Why Controls Fall Short
Traditional controls aren’t built to consistently catch these issues.
Rules-based enterprise resource planning (ERP) checks often miss near-duplicate invoices or subtle pricing discrepancies. Manual reconciliation processes tend to cover only a fraction of suppliers. Recovery audits, while useful, are backward-looking and typically limited in scope.
That leaves a gap between what systems are designed to detect and what actually flows through payment runs.
“We’re calling time on recovery audits,” said Paul Roiter, CEO at Xelix. “They don’t solve financial leakage. They usually only address a small proportion of potential losses. Not to mention, they’re expensive, and they don’t stop the leakage from happening. It’s far better to prevent leaks before the money leaves the building.”
The impact shows up quickly in operations. AP teams spend significant time resolving exceptions, handling vendor inquiries and correcting errors after payment. That creates added pressure on cash forecasting, accrual accuracy and supplier relationships.
It also creates a credibility issue. When financial leakage shows up after the fact, finance leaders are left explaining margin loss that wasn’t identified in real time.
From Cost Center to Control Point
The report frames AP differently – not as a transactional function but as a control point for protecting cash and controlling spend.
The opportunity is straightforward. If financial leakage averages 0.35% of spend, tighter controls can recover lost payments, missed credits and pricing errors that have already moved through AP.

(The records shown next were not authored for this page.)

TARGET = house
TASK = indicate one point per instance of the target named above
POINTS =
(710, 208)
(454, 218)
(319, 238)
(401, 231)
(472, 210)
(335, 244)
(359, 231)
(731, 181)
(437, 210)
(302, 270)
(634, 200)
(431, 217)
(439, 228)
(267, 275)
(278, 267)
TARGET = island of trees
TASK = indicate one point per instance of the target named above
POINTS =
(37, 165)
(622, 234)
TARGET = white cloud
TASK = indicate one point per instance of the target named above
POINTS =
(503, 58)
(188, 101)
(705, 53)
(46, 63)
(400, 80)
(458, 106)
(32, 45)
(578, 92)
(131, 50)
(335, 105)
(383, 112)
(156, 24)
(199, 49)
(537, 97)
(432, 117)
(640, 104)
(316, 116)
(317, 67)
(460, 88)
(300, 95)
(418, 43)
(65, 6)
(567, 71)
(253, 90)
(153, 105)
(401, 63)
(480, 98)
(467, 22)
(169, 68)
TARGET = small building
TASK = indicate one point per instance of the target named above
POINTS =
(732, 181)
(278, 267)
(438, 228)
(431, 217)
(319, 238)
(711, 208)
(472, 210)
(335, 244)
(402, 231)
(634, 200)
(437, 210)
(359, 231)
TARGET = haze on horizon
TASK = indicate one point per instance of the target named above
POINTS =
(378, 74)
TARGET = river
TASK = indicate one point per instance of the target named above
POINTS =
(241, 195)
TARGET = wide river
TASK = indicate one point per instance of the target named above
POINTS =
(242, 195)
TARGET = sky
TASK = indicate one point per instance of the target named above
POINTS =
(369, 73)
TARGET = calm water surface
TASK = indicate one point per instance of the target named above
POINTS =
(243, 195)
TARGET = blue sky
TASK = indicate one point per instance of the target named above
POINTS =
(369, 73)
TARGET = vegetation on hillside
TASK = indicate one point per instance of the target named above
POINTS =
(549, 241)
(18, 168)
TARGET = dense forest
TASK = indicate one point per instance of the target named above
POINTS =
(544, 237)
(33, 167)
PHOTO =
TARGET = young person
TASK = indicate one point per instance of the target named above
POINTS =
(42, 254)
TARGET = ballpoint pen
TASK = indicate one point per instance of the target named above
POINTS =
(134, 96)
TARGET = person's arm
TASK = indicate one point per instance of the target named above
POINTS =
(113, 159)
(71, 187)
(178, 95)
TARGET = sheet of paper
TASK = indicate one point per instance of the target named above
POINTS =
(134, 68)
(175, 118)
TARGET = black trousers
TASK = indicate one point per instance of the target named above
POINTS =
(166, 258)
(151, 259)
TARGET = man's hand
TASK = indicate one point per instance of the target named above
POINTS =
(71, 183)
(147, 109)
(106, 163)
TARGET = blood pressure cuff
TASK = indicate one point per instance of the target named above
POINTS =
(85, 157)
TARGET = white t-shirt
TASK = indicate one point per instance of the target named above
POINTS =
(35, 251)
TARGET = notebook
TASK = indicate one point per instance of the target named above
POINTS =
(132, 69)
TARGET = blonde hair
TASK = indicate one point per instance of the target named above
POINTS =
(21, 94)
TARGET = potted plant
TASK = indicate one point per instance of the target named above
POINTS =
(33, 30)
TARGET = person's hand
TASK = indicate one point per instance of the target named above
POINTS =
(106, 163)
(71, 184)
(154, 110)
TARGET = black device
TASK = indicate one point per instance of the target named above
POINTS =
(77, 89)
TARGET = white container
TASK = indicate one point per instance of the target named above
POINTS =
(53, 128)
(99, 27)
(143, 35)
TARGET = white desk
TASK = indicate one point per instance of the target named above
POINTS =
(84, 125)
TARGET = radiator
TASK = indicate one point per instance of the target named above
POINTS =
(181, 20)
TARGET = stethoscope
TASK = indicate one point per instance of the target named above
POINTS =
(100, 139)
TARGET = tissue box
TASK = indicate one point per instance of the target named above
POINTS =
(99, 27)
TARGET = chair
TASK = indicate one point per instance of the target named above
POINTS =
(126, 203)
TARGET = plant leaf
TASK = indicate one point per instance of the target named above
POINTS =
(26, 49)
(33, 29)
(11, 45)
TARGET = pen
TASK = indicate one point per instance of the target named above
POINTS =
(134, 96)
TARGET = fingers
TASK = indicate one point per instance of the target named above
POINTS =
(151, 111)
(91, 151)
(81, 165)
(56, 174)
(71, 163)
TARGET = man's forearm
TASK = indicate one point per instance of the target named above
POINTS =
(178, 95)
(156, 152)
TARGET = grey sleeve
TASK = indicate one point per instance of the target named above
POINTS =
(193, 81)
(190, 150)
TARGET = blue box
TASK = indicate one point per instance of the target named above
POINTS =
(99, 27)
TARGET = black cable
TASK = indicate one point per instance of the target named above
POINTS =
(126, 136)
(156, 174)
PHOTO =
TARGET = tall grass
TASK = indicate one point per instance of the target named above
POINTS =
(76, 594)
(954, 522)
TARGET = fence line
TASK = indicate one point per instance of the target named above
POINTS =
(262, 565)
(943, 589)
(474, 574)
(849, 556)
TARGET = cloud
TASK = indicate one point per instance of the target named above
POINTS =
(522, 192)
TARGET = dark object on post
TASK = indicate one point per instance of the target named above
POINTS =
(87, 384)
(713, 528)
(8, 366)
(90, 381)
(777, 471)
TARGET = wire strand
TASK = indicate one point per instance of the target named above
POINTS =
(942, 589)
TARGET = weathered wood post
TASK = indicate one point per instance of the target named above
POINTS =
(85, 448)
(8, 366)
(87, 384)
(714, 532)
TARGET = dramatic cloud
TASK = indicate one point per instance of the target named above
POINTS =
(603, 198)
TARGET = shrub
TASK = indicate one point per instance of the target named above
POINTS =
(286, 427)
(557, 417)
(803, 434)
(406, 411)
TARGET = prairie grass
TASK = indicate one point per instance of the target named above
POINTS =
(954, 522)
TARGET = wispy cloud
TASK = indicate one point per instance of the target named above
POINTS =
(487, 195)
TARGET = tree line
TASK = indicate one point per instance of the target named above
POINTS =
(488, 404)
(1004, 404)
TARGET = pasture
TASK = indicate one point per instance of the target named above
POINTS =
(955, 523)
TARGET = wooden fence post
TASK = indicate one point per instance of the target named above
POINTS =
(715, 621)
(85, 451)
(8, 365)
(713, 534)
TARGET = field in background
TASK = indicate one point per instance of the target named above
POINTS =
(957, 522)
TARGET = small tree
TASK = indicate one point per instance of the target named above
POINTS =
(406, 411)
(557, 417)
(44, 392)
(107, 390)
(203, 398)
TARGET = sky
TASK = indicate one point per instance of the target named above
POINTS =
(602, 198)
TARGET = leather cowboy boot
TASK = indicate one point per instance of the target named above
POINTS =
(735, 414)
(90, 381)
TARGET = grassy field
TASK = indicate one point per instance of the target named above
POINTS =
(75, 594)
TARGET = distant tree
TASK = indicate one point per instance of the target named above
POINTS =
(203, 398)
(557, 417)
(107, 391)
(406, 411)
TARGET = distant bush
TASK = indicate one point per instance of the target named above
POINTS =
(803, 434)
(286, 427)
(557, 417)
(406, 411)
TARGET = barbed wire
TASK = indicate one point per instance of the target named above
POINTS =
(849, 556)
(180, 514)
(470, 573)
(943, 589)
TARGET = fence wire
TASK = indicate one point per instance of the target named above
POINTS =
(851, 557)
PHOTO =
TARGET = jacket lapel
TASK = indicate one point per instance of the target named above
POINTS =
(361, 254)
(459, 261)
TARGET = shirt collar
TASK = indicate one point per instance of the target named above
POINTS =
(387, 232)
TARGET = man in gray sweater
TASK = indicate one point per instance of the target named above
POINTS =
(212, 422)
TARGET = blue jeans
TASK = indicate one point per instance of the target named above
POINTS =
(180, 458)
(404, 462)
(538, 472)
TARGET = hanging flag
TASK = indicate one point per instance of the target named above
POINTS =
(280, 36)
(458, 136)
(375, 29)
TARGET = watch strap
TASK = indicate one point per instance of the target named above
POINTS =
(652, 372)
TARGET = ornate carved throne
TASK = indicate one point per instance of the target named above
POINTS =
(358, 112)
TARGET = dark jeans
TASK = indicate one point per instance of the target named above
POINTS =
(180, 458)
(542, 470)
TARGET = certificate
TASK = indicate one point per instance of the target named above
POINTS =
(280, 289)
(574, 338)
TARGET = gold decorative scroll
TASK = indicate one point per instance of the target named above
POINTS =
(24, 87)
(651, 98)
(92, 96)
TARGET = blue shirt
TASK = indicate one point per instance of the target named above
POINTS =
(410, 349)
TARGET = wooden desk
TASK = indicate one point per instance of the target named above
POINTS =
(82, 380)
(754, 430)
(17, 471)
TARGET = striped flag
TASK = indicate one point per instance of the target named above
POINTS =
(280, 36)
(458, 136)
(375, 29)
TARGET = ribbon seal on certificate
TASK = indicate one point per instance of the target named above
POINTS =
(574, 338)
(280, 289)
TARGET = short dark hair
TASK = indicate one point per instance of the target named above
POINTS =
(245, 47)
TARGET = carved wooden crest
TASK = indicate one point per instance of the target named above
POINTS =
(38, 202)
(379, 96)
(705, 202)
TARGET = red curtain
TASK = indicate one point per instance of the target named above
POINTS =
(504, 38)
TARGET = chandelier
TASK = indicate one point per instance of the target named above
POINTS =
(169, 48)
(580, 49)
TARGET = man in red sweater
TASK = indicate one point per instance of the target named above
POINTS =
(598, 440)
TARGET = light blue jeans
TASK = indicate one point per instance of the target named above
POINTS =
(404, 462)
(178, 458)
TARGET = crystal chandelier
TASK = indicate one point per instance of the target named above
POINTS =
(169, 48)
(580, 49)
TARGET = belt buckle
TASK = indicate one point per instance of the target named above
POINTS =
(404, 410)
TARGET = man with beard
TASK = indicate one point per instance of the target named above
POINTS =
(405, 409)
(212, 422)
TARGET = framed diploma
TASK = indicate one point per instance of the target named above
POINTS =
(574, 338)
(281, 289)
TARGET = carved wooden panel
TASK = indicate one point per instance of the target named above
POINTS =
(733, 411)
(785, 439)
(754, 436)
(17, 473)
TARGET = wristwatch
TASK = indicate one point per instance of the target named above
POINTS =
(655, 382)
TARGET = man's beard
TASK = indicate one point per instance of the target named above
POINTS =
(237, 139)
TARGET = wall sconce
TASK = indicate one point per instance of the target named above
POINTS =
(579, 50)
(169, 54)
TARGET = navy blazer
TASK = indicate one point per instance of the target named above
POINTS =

Some organizations are already addressing this with continuous invoice monitoring, supplier statement reconciliation and post-payment audit controls that identify and correct errors across large invoice volumes.
The real risk is what never shows up in reporting. Treating AP as a control point means tracking financial leakage alongside DPO and working capital, and assigning clear ownership for reducing it over time.